The Case for Strength in the Labor Market: 

Unemployment Rate: 

Sources: U.S. Bureau of Labor Statistics, Unemployment Rate [UNRATE], retrieved from FRED, Federal Reserve Bank of St. Louis; https://fred.stlouisfed.org/series/UNRATE, September 5, 2025.
The unemployment rate remains very low. Although it has risen 90 bps from its nadir in 2023, it is still 140 bps below the long-term average and hovering around what economists have traditionally considered full employment. Given full employment in the economy, it seems difficult to argue that employment should be the focus of the Fed while inflation remains above target.  

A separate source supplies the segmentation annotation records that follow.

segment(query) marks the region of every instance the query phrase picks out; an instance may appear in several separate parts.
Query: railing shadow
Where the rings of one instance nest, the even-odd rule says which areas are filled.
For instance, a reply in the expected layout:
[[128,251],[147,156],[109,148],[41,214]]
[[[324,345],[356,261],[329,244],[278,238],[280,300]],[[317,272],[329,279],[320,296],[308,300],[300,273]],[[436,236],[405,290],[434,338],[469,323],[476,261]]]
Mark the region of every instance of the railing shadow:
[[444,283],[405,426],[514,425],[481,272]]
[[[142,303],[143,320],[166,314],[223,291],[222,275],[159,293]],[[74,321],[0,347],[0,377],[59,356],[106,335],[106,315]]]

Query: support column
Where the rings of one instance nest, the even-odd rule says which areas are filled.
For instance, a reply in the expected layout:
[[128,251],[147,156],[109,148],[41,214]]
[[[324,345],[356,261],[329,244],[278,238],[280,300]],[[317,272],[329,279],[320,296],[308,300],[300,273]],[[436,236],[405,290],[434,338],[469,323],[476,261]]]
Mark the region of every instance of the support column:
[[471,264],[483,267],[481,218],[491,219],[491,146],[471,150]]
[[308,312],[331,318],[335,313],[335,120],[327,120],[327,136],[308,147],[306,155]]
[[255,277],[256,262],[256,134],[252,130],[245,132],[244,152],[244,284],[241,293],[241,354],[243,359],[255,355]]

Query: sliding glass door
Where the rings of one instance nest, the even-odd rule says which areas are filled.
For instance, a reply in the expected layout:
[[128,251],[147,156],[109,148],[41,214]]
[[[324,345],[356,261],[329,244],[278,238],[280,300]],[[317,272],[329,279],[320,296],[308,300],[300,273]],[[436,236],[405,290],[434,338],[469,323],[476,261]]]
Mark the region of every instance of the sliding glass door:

 Population Growth Slowing: 

Sources: Badkar, M. (2024, August 29). Immigration fuels U.S. job growth, easing worker shortages. The Wall Street Journal. https://www.wsj.com/economy/immigration-workers-labor-market-b277548f
Briggs, R., & Van Doren, P. (2025, July). Immigration policy and its macroeconomic effects in the second Trump administration (AEI Economic Policy Working Paper 2025-07). American Enterprise Institute. https://www.aei.org/wp-content/uploads/2025/07/Immigration-Policy-and-Its-Macroeconomic-Effects-in-the-Second-Trump-Administration.pdf?x85095

 

According to Congressional Budget Office estimates, net immigration has added more than 1 million people per year to the U.S. population, accounting for about 50% of the population growth of the U.S since 2000. The economy added roughly the same number of jobs per year, keeping labor supply and demand balanced. Immigration particularly surged over the past few years with more than 10 million people moving to the U.S. in the past four years. This surge coincided with a booming economy and helped to add hundreds of thousands of jobs each month, even in a period of record low unemployment. Shifting to 2025, it is difficult to predict what  net immigration amounts to, especially when undocumented immigrants have more reason than ever to avoid being counted in official records, but most sources expect there to be a substantial reduction in immigration  and many expect there to be net negative figures for the year. Given falling immigration numbers, it is not surprising to see the absolute number of jobs added each month decline or even become negative while the overall labor market remains tight.  

 Conclusion: 

The Federal Reserve stands at a crossroads. It must decide in the next few months whether it will continue to hold rates steady until inflation is back to its target or continue lowering rates to get ahead of a potentially softening labor market. The delicacy of this decision is hard to overstate. Not only will its decision shape the economic landscape for the next several years but political pressure from the Whitehouse makes any deviation from its goals of full employment and low inflation risk making the Fed appear politically captured.